The UK Government has dealt yet another blow to the ownership of UK residential property through corporate structures.
Essentially, this means that after 5 April 2017 these types of structures will now fall within the scope of UK inheritance tax (IHT).
Until now, ownership of UK residential property through non-UK companies has been relatively standard IHT planning for many non-doms (i.e. individuals who are not domiciled in the UK nor deemed domiciled for IHT purposes) and trusts established by them.
Bringing these structures within the scope of IHT is a significant change to the current position and one that is certainly proving to be challenging for advisers and wealth managers, across many fronts.
Advisers have been considering the impact of these new rules for some months now and, unfortunately, there is still some uncertainty in areas.
Although the legislation has only just been finalised, with the Finance Bill coming out at the end of March, it is necessary to carry out a full review of these structures as soon as possible, as in some cases action will be required before 6 April 2017.
Any structures in place which have not yet been reviewed will now need urgent attention.
Summary of the draft proposals
The government’s intention is to create a new category of property for the purposes of the UK IHT regime: non-UK property which is “non-excluded”.
Under current law, foreign assets of a non-dom, or of a trust created by such an individual, are “excluded property” for IHT purposes and, as such, are outside the scope of IHT. Shares in a non-UK company, for example, are currently excluded property and therefore outside the scope of IHT.
From 6 April in some cases (as described below) they will not be excluded property any longer and could be subject to IHT at 40 per cent on the death of the owner or, if they are held in trust, subject to a different charging regime, which is in some ways even more complicated.
In accordance with the new legislation which will take effect from 6 April 2017, certain assets that are currently excluded property (because they are non-UK situated) will fall within the new category of non-excluded property, and will be within the scope of IHT.
The aim of the new rules is to prevent non-doms benefiting from structures and arrangements which, under current law, can be used to reduce or eliminate their exposure to IHT where a UK residential property has been acquired.

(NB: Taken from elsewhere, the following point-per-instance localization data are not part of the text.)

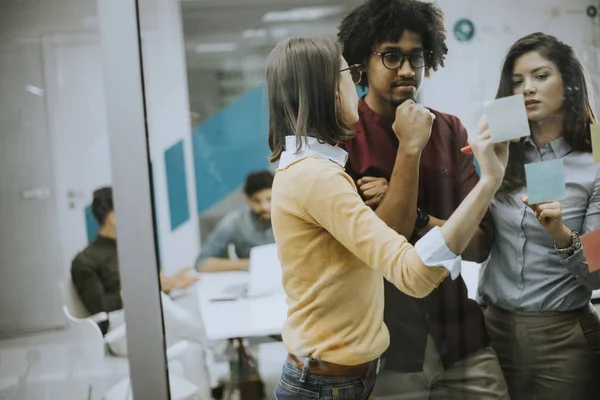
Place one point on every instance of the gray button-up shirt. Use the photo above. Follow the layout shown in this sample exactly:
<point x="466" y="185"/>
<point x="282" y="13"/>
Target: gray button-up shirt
<point x="239" y="227"/>
<point x="524" y="272"/>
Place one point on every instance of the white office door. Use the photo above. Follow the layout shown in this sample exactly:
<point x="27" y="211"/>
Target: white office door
<point x="29" y="247"/>
<point x="76" y="104"/>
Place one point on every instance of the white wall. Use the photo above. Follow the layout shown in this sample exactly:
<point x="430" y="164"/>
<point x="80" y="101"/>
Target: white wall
<point x="34" y="302"/>
<point x="472" y="68"/>
<point x="168" y="123"/>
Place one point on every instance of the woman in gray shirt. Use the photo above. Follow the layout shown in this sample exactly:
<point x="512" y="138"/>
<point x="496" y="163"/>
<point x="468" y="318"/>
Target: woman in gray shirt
<point x="536" y="284"/>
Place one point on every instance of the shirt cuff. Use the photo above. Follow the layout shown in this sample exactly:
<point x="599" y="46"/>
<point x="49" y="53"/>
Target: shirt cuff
<point x="434" y="252"/>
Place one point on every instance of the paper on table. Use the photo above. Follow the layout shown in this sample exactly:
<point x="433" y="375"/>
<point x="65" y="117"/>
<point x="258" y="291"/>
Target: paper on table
<point x="545" y="181"/>
<point x="591" y="249"/>
<point x="507" y="118"/>
<point x="595" y="131"/>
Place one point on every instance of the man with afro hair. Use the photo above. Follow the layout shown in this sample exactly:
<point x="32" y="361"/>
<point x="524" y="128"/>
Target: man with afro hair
<point x="439" y="346"/>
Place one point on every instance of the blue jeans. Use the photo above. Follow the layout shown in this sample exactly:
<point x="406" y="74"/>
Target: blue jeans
<point x="321" y="387"/>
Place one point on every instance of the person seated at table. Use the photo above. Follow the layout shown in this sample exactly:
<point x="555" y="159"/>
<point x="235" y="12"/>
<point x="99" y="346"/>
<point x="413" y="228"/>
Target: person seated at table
<point x="95" y="275"/>
<point x="245" y="228"/>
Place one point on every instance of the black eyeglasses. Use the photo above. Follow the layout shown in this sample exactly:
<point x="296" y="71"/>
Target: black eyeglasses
<point x="394" y="60"/>
<point x="355" y="71"/>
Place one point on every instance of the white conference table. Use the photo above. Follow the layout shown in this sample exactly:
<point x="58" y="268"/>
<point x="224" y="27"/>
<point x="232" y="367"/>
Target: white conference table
<point x="230" y="317"/>
<point x="225" y="317"/>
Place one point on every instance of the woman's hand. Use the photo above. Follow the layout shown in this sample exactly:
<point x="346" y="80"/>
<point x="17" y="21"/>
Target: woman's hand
<point x="550" y="216"/>
<point x="492" y="157"/>
<point x="372" y="189"/>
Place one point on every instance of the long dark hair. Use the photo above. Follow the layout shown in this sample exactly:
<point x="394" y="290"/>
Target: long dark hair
<point x="577" y="105"/>
<point x="303" y="76"/>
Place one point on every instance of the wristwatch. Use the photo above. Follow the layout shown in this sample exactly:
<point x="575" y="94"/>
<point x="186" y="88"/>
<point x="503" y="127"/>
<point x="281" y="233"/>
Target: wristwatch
<point x="422" y="220"/>
<point x="575" y="245"/>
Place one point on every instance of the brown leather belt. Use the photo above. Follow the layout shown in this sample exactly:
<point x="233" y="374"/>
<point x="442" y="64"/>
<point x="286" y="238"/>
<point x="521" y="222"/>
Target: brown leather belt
<point x="319" y="367"/>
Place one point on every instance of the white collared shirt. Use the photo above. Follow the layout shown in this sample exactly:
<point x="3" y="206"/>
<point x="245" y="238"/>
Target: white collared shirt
<point x="311" y="147"/>
<point x="432" y="247"/>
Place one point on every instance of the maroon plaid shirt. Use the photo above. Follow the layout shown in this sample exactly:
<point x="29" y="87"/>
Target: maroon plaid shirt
<point x="446" y="176"/>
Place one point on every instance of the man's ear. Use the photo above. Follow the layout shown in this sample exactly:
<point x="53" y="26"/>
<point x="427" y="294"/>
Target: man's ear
<point x="110" y="218"/>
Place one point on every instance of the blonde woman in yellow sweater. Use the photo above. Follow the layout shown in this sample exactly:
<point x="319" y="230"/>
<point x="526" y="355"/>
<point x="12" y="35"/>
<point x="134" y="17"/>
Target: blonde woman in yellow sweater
<point x="334" y="249"/>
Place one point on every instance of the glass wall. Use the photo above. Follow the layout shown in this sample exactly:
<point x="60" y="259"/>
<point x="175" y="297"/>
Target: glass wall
<point x="63" y="288"/>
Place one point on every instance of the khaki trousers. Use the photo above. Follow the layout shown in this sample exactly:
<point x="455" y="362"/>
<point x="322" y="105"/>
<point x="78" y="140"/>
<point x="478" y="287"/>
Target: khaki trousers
<point x="478" y="377"/>
<point x="550" y="355"/>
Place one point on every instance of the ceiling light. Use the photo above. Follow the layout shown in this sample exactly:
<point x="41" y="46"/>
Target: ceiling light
<point x="254" y="33"/>
<point x="215" y="47"/>
<point x="301" y="14"/>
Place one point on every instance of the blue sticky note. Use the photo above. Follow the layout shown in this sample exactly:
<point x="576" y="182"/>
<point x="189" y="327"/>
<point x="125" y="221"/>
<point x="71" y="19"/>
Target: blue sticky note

Government policy here is not to differentiate between a residential property purchased for use by the non-domiciled individual, and such a property purchased for commercial letting to third parties. In both cases, avenues for IHT mitigation are to be blocked.
The draft legislation provides for various classes of foreign assets in the newly created category of non-excluded property: shares or other interests in closely held non-UK companies that derive their value from UK residential property; interests in non-UK partnerships that derive their value in the same way; and “relevant loans” (more on which later).